Wednesday, 5 August 2009

St Fagans

St Fagans is one of Europe's leading open–air museums and Wales's most popular heritage attraction. The Museum tells the stories of the people of Wales; how they lived, worked, and spent their leisure time.

It has been open to the public since 1 November 1948. The museum stands in the grounds of St Fagans Castle and gardens, a late 16th-century manor house donated to the people of Wales by the Earl of Plymouth in 1946.

During the last fifty years over forty original buildings from different historical periods have been re-erected in the 100-acre parkland; these include houses, a farm, a school, a chapel and a Workmen's Institute.

Kennixton Farmhouse is from Gower and has a thatched roof and a striking reddish –orange colour of its walls. Although originally part of a farmstead, it has stood alone at St Fagans, as the farm buildings were still in use, until they too were offered to the Museum in 2007, and where they are currently being re-erected.


The key stones from the buildings being re-erected are marked with a letter and a number ...




... and these are then faithfully re-erected in the correct places



Maestir School from Lampeter, Ceredigion.


Maestir, a small, beautifully restored rural school, is typical of the late Victorian period when elementary education became compulsory for all children in Wales and England. It was originally called St Mary's Board School and was built by Sir Charles Harford, squire of Falcondale, primarily for his workers' children.


Approximately 36 pupils between the ages of 5 and 14 attended the school in 1900 and there was a single teacher in overall charge. A pupil-teacher (usually the brightest senior girl) was given the task of teaching the infants and most pupils spoke Welsh as their first language although lessons were taught in English. The school closed in 1916.


There are a range of shops including this portrait studio and Gwalia General Stores




Gwalia Stores was originally located in the Ogmore Vale near Bridgend, Glamorgan, and closed in 1973. The shop was opened as a grocery business by William Llewellyn in 1880. By 1916, Gwalia Stores comprised a bakery, ironmongery, grocery, gentlemen's outfitter, chemist, and an animal feed store. William Llewellyn died in 1924. The shop is exhibited as it would have appeared in the late 1920s.
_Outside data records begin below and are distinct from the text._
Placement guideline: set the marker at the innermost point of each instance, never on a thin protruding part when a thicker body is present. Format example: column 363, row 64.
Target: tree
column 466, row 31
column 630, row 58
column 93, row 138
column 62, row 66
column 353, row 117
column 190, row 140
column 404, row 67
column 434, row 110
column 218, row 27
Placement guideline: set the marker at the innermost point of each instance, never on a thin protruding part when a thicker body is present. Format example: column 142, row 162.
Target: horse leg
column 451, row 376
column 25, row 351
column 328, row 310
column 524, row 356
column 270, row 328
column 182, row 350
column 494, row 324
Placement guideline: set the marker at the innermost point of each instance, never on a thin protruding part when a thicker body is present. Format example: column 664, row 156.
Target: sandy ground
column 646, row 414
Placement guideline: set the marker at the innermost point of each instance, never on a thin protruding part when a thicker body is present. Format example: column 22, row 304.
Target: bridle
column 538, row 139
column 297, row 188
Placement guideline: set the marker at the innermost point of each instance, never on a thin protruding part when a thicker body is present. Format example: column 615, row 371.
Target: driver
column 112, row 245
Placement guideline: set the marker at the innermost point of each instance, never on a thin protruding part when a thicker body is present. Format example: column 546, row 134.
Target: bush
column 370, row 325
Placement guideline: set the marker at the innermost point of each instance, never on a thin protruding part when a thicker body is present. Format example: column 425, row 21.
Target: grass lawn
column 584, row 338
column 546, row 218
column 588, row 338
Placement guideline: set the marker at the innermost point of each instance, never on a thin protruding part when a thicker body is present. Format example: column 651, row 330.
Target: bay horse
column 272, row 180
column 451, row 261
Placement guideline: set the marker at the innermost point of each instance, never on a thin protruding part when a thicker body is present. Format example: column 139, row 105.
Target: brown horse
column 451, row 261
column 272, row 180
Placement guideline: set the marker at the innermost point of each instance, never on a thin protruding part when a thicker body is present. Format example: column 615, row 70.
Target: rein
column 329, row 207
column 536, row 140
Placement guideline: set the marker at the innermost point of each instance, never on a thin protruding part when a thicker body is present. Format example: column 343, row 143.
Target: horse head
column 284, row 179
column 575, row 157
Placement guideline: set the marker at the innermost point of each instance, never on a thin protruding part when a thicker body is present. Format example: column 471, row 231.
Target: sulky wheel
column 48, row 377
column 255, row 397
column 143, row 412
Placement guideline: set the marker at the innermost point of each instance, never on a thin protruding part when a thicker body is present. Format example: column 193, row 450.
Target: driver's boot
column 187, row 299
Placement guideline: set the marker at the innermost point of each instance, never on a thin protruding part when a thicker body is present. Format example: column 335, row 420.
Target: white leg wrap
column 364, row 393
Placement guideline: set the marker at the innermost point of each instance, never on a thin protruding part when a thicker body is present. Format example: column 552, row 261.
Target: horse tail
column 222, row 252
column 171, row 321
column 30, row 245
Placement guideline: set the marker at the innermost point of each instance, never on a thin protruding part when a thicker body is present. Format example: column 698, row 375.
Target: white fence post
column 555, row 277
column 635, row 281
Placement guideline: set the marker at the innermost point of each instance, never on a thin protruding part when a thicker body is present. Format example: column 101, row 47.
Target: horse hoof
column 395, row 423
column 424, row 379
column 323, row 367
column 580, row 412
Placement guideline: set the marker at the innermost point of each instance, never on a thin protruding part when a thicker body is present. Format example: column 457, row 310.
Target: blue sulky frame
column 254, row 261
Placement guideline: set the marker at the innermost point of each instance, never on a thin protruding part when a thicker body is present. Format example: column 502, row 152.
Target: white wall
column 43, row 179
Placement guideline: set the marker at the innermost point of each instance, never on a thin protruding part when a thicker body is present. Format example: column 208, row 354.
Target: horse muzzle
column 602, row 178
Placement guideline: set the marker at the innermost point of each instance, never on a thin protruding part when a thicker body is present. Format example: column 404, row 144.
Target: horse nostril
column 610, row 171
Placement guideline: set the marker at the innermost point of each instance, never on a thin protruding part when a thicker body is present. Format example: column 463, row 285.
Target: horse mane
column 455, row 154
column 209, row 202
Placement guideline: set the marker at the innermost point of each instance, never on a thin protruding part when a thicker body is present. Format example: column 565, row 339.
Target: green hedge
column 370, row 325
The Tollhouse was built in 1771 and re-erected at St Fagans in 1968. It originally guarded the south gate to Aberystwyth, Cardiganshire. It was built of local stone and roofed with Pembrokeshire slates.
The building had just a single room, one end of which was used for the collection of tolls. Because of the poor quality of most rural roads in Wales, in the late 18th century local gentry began to build private or turnpike roads for which tolls were charged. Tollhouses were unpopular with country people, who now had to pay in order to travel and to move their livestock along the turnpike roads. In the 1840s, their dissatisfaction culminated in violent attacks on tollgates and tollhouses known as the Rebecca Riots. This action eventually led to the abolition of turnpike trusts in 1864. Thereafter, county councils took over the responsibility for building and maintaining the roads.



Inside one of the workers' cottages



Stryd Lydan barn - a cruck barn; ie a barn in which a pair of curved timbers form a bowed A-frame which supports the roof independently of the walls - originally stood at Penley, Flintshire. It was built c. 1550 and was re-erected at St Fagans, in 1951.





Esgair Moel woollen mill is an 18th-century mill which originally stood at Llanwrtyd, Breconshire. It was re-erected at St Fagans in the early 1950s.